Once someone’s coded as a problem, every fact about them gets filtered through that lens. The tunnel company becomes “vaporware.” The satellite company becomes “Pentagon overreach.” The largest individual tax bill ever paid, somehow, becomes a moral failing. The amount is never enough, and it’s published by people who’d never think to run the same math on anyone else. Or themselves.

Just ask Ro Khanna. I’d tell you to ask his children, who themselves have large ownership shares in three private golf clubs, a significant stake in a $65 billion wealth management firm, and investments in hedge funds that focus on distressed debt, but they’re minors. Yes, they’re minors. Enjoy going down that rabbit hole. Or should I say, “loophole?”

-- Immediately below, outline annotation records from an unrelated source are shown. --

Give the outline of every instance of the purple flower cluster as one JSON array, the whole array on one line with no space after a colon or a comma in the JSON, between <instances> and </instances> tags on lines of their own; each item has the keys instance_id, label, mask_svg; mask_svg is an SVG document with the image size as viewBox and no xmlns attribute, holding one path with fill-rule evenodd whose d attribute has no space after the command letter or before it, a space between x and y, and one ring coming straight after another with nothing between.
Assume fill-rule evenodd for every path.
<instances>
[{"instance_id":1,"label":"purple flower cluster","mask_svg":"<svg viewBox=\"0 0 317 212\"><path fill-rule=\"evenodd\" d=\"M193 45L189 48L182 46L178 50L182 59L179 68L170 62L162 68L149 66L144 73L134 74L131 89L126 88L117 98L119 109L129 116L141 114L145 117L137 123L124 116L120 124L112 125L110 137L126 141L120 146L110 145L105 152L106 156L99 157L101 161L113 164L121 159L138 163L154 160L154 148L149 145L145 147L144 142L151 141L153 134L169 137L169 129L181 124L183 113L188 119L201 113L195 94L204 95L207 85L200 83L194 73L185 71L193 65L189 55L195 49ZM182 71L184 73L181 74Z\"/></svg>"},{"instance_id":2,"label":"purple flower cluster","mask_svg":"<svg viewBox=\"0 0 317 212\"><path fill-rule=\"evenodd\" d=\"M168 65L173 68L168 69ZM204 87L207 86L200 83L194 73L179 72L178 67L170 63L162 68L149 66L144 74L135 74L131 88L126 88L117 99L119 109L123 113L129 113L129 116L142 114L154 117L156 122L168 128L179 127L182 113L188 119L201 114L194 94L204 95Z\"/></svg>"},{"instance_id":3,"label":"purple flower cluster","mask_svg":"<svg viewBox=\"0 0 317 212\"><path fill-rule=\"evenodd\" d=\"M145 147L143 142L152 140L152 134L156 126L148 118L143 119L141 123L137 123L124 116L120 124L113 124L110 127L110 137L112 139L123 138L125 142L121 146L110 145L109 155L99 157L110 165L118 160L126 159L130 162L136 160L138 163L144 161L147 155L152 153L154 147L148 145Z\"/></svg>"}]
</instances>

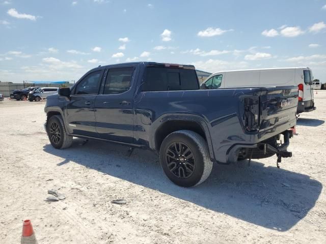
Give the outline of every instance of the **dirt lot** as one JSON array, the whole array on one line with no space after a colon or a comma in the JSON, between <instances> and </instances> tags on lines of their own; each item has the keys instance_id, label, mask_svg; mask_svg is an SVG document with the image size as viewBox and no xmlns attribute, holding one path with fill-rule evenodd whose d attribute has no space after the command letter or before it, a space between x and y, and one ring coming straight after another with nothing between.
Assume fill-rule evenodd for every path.
<instances>
[{"instance_id":1,"label":"dirt lot","mask_svg":"<svg viewBox=\"0 0 326 244\"><path fill-rule=\"evenodd\" d=\"M276 156L215 165L192 189L150 151L78 139L55 149L44 102L0 102L0 242L19 243L29 219L40 244L326 243L326 91L315 101L280 169ZM66 199L44 201L53 188Z\"/></svg>"}]
</instances>

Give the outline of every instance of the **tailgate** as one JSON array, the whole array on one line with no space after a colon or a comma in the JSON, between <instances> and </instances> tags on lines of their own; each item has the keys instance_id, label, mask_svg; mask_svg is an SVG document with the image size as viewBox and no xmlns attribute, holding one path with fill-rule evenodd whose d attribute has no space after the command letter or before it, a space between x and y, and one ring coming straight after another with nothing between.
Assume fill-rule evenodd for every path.
<instances>
[{"instance_id":1,"label":"tailgate","mask_svg":"<svg viewBox=\"0 0 326 244\"><path fill-rule=\"evenodd\" d=\"M243 122L247 131L258 131L260 140L263 140L295 125L297 86L263 87L255 95L244 99Z\"/></svg>"},{"instance_id":2,"label":"tailgate","mask_svg":"<svg viewBox=\"0 0 326 244\"><path fill-rule=\"evenodd\" d=\"M260 97L259 136L277 135L294 126L298 102L298 87L295 86L266 88ZM269 135L270 136L271 135Z\"/></svg>"}]
</instances>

The Walmart Footnote Deserves Its Own Argument, Not a Drive-By

I started writing this piece thinking about the Walton heirs as people who didn’t earn their wealth but got a free pass. But it turns out, they don’t get anything like a free pass.

Of course, the salient point is that a large share of Walmart employees rely on government benefits. That’s worth examining on its own terms. It’s a question about labor structure, wage policy, and how a massive employer’s pay scale interacts with the social safety net.

But claiming Sam Walton’s heirs are personally culpable is ridiculous. Making it about their personal net worth turns a real policy question into a personality contest.

Decades’ worth of management decisions, competitive pressure in low-margin retail, and labor policy choices shaped Walmart’s wage structure. By making it about the heirs’ bank accounts rather than the company’s pay practices, you’ve traded a fact-based argument for a much weaker one. And you’ve let the actual question slide off the page unanswered.

Wrap Up

A tax framework built around the politics of envy rather than consistent principles gives the press their “perfect villain.” Of course, if the public doesn’t understand how that wealth was built, they’ll assume it was arrived at by ill-gotten means.

A press corps that sorts billionaires by political hue trains the public to treat wealth scrutiny as a referendum on personal politics rather than policy.

Once the scrutiny becomes personality-driven, nobody bothers to separate legitimate critiques, like Walmart’s wage structure, from illegitimate ones, like demanding that a founder liquidate his company to cover some imaginary tax dodge.

None of this means inherited or divorce wealth is illegitimate, or that builders are saints. Plenty of founders behave badly, and plenty of heirs do real good with money they didn’t earn.

The point is narrower: if a policy or a press narrative can’t survive being applied evenly across every billionaire regardless of how sympathetic they are, it isn’t about fairness. It’s about who’s politically easy to smear every week.

Once you notice the pattern, you’ll see it everywhere. The conversation about wealth turns into a conversation about which billionaire deserves to be this month’s villain.